David Krakauer, a classically trained clarinettist with degrees from the Juilliard School of Music in New York, has devoted much of his adult life to the art of klezmer. Krakauer had his first encounter with klezmer music in 1980, when he heard the Eastern European Jewish klezmer master Dave Tarras play live. “Although he was already quite old and technically not so precise,” David recalled his playing, “he created a sound that sent a shiver down my spine. It was totally unforgettable!”
For centuries, klezmer music was the standard music of Ashkenazi Jews
in Eastern Europe and was played at all weddings and celebrations.
Klezmer music incorporates many ideas from Greek, Balkan, Eastern
European and Roma folk music and it is dance music, made for dancing
while holding hands or with a partner. Krakauer explains that it is the
influence of cantorial synagogue music that sets klezmer music apart
from other forms of folk music. “In particular the ornament called krechts,
a sob or squeeze in Yiddish, is a sound that makes klezmer immediately
recognisable. The is produced by playing little ghosted notes between
the main notes. This gives the illusion of the emotional catch in the
voice reminiscent of the plaintive supplication found in cantorial
singing.” The klezmer style strives to replicate the human voice – the
cries, laughs and wails of humanity.
Scores of Eastern European Jews immigrated to the United States in the
late 19th and early 20th centuries and they brought klezmer music with
them. Klezmer music flourished in Jewish circles in the early 20th
century, as did Yiddish theatre and the art of Jewish Cantor song.

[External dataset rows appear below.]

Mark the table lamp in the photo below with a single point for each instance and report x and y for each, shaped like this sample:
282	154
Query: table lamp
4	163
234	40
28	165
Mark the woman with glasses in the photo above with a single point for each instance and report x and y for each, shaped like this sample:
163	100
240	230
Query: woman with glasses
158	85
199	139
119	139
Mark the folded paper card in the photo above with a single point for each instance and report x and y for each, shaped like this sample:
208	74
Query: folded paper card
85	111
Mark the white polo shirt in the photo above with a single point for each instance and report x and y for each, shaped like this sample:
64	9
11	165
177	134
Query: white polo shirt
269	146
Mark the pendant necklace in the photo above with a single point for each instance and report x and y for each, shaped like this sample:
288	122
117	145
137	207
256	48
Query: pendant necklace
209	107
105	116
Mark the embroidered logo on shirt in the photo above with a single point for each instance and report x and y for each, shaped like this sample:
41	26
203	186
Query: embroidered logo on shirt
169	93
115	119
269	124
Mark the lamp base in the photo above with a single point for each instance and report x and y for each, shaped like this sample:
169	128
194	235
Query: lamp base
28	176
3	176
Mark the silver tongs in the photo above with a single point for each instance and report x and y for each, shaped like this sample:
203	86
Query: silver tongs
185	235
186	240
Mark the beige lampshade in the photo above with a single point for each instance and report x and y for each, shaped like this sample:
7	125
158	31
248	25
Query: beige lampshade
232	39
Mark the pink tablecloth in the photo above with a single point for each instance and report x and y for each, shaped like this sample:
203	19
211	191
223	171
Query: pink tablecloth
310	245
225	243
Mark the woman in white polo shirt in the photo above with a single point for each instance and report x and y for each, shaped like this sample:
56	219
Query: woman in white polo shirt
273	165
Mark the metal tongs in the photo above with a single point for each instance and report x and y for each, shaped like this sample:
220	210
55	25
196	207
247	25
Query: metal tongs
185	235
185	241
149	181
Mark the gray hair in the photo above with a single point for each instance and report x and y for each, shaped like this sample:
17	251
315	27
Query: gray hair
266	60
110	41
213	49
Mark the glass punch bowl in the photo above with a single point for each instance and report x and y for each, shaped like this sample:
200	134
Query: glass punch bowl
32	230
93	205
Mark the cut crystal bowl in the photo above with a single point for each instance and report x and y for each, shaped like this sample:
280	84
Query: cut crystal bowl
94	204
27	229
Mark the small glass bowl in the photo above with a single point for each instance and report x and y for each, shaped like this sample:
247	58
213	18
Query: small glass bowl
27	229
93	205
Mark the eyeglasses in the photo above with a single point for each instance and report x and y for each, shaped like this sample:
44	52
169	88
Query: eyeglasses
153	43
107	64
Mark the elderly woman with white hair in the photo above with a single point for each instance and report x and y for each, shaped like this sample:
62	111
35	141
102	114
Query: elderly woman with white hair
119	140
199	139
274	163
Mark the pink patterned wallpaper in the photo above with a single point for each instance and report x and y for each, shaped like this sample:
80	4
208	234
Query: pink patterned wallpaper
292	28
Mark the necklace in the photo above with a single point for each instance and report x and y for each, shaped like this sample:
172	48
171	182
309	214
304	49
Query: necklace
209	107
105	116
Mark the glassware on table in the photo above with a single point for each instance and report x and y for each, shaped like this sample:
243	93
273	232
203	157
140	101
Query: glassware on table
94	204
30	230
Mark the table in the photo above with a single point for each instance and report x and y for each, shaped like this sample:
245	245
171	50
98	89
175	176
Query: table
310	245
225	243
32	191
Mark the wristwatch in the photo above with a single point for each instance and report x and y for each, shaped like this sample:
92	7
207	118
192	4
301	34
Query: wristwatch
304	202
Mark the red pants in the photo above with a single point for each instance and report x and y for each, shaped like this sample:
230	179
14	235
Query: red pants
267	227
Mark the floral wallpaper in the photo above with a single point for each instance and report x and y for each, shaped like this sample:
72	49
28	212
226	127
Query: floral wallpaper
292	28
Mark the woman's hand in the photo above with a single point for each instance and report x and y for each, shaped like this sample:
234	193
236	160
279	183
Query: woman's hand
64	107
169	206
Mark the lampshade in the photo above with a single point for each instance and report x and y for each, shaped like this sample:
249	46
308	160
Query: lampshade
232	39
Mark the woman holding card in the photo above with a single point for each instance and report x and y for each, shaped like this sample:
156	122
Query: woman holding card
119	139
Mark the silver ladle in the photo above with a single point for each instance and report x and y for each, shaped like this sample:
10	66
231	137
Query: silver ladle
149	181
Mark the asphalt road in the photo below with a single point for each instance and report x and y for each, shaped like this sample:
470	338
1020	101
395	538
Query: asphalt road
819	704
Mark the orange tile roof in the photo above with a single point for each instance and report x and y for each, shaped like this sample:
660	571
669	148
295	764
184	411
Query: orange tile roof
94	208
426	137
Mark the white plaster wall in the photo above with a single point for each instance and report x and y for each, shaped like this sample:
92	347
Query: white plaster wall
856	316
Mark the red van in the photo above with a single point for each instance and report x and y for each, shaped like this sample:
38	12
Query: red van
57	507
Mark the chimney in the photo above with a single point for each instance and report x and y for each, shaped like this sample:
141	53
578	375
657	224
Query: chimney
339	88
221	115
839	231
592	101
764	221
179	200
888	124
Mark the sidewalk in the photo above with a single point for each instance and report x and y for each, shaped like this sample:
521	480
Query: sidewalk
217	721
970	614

Klezmer music in the United States began to draw influence from American
music, especially jazz. David Krakauer also played jazz as a teenager,
and he cites his first great musical influence as Sidney Bechet, the
great New Orleans jazz clarinettist. “Hearing his music lead me to a
great love of jazz in general, and more specifically to a deep reverence
for the tremendous individuality of artists such as Louis Armstrong,
Coleman Hawkins, Billie Holiday, Charlie Parker, John Coltrane and the
great Duke Ellington. When I started to play klezmer, I was able to
weave these influences, in conjunction with Avant-garde classical and
jazz sounds, into ‘traditional’ klezmer to create my own personal style
of improvising.”
The children of these turn-of-the-century immigrants, however, began to
assimilate into American culture and by the 1960s, interest in klezmer
music had largely died out. Then, in the 1970s, the first klezmer
revival began in the United States, led by soloists such as Giora
Feidman and bands such as The Klezmorim. These musicians attempted to
accurately recreate klezmer music from the early 20th century from old
recordings and surviving klezmer musicians in the United States.
While working in New York as a classical musician, Krakauer began
experimenting with klezmer music as the second klezmer revival began in
the 1980s. In the late 1980s, Krakauer joined The Klezmatics, with whom
he toured around the world. Bands like the Klezmatics put their own
personal stamp on the music of earlier generations. “When I played with
the Klezmatics, it was not about re-performing old songs. We had
amplifiers, we were loud and we had an attitude almost like a punk
band,” Krakauer said in an interview with Radio Berlin-Brandenburg in
2011. Klezmer music gained many non-Jewish fans in both the United
States and Europe. In his early days with the Klezmatics, the band
travelled to Berlin. The experience was incredible. “Suddenly, we were
at this Festival in Berlin. We played in front of thousands of young
Berliners and they were all partying, and I thought, It’s different
here.” In talking to people throughout Europe while on tour, Krakauer
has found that people are moved to see the evolution of a European music
that came from Eastern Europe to America and then returned to Europe,
transformed by the American experience. Over the past two decades,
klezmer has also become a statement of support for multiculturalism in
Europe. “Jews before the Second World War were the multicultural
Europeans. Playing Jewish klezmer music seems to be a pro-multicultural,
pro-humanistic political act without ever being didactic or waving a
flag,” says Krakauer.
Composers have recently also succumbed to klezmer’s appeal. David
Krakauer is now a highly sought-after soloist and chamber musician and
has demonstrated his wealth of experience in classical and klezmer music
with pieces written especially for him such as Wlad Marhulet’s Concerto
for Klezmer Clarinet and Orchestra, which he performed in June 2012
with the Orchestre National de Lyon, and Osvaldo Golijov’s . He recorded
and toured with the Kronos Quartet and has performed the string
orchestra version in Detroit, Berlin, Munich, Dresden, Ulster, and
Madrid among other cities. He also tours with his bands Klezmer
Madness!, which continues to broaden the horizons of klezmer music, and
Abraham Inc., which fuses klezmer with funk and hip-hop.